In a brainstorming session organised on Sunday, the protesters who converged on Hyderabad from across States including Kerala, Karnataka, Tamil Nadu, West Bengal and Nagaland, among others, declared that they wanted India to halt the RCEP talks which were expected to be held here from July 24 to 28. Among those who attended the meet in solidarity was M. Kodandaram, Chairman of the Telangana Joint Action Committee who criticised the Union government for “selling out people’s lands and jobs for the benefit of Multi National Corporations”. The four day People’s Convention Against FTAs and RCEP which commenced on Sunday also had speakers from other Asia Pacific Countries including Thailand, Philippines, Indonesia and Japan.
‘Unorganised sector hit’
RCEP experts, including Prof. Biswajit Dhar of Jawaharlal Nehru University, pointed out that the agreement would lead to corporate giants claiming patents in seeds to control the seed sector.
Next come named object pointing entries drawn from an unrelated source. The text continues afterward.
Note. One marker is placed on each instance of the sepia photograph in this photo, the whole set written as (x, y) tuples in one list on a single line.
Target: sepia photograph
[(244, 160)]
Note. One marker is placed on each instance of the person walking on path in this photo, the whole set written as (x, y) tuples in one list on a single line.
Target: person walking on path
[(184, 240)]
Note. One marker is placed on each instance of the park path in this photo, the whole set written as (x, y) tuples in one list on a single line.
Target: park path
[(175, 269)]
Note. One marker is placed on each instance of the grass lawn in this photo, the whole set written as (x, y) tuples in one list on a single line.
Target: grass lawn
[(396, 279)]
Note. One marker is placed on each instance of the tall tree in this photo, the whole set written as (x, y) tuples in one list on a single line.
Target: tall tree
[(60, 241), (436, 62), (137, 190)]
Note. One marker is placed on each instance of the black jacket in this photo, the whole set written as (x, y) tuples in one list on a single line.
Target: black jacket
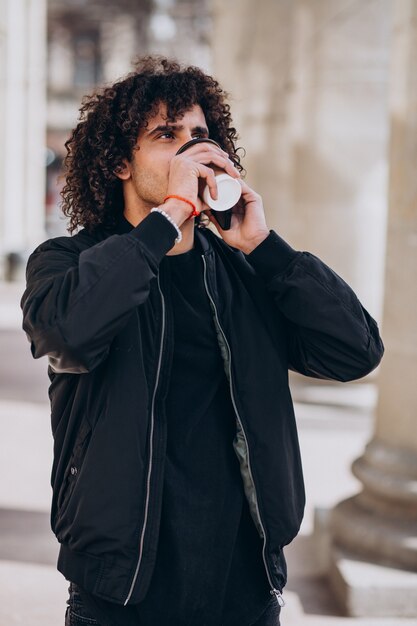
[(99, 306)]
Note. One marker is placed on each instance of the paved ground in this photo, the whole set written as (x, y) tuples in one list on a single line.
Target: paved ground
[(33, 593)]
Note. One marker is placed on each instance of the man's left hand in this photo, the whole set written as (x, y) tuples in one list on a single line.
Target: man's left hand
[(248, 226)]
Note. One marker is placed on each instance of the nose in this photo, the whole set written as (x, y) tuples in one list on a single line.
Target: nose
[(192, 142)]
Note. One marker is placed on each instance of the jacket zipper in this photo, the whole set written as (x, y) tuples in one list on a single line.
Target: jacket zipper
[(273, 591), (148, 481)]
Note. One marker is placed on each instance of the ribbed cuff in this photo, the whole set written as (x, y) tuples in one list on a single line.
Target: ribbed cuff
[(156, 234), (271, 256)]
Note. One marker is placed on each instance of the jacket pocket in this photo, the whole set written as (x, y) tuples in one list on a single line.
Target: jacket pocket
[(73, 469)]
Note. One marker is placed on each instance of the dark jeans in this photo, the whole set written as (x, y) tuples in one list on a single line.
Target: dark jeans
[(77, 613)]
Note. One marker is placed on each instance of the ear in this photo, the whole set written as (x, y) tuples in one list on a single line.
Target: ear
[(123, 171)]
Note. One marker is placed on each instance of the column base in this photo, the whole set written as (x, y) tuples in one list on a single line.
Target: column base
[(362, 588), (369, 590)]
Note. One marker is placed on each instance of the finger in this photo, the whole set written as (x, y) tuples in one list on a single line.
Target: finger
[(208, 175), (222, 162)]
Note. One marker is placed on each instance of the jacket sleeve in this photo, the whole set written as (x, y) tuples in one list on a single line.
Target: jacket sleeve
[(75, 303), (329, 333)]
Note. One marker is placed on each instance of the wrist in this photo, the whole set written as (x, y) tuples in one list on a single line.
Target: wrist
[(179, 211)]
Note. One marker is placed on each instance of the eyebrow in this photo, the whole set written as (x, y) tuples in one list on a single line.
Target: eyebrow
[(176, 127)]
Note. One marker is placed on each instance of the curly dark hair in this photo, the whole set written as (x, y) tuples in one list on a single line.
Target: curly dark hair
[(108, 128)]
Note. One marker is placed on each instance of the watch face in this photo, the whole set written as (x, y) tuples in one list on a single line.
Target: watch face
[(197, 140)]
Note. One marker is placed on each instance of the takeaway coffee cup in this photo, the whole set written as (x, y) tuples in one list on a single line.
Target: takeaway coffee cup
[(228, 189)]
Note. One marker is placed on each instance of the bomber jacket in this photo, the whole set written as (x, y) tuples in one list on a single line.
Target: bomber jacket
[(98, 304)]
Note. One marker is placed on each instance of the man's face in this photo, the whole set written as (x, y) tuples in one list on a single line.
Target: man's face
[(156, 145)]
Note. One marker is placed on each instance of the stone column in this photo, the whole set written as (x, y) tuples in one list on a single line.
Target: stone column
[(22, 125), (379, 525)]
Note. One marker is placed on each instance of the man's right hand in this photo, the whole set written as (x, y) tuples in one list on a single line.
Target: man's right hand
[(186, 171)]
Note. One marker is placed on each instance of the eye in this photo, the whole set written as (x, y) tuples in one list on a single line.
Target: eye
[(166, 135)]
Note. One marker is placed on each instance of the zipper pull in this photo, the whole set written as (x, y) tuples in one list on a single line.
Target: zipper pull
[(278, 595)]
It could also result in cheap imports which would adversely affect the price of crops, protesting farming sector organisations said. RCEP could also affect the livestock sector which is currently reliant on Indian cattle breeds.
The meet also witnessed fiery speeches from grassroots workers. “There are four crore hawkers among the workers. Along with our families we will be 20 crore. After farmers who will lose rights over seeds, hawkers who live on daily vending will lose out to market leaders in corporate sector whose products India will import,” said Shaktima Ghosh, president of the National Hawkers Federation who spoke at the meet. Among those affected by RCEP are traditionally deprived communities, including Dalits and Adivasies, activists said.
The meeting also had a huge turnout of women protesters. “Forty five acres of land in Tamil Nadu was recently converted to petroleum fields. There are many such cases where land is grabbed by corporates. We should occupy our land and rescue ourselves from the grip of RCEP,” said Burnad Fathima from Asia Pacific Forum on Women, Law and Development.
By a jointly signed resolution, members of the people’s convention asked the government to give public access to all negotiations. “Hold extensive and meaningful consultations on FTAs with farmer unions, trade unions and people’s organisations,” a resolution passed by the meet read. The civil society also asked the government to debate RCEP in Parliament before deciding to implement it.
Protests will start at 9 am at People’s Plaza on Monday. It will be followed by a workshop at Sundarayya Vignana Kendram at Baghlingampalli.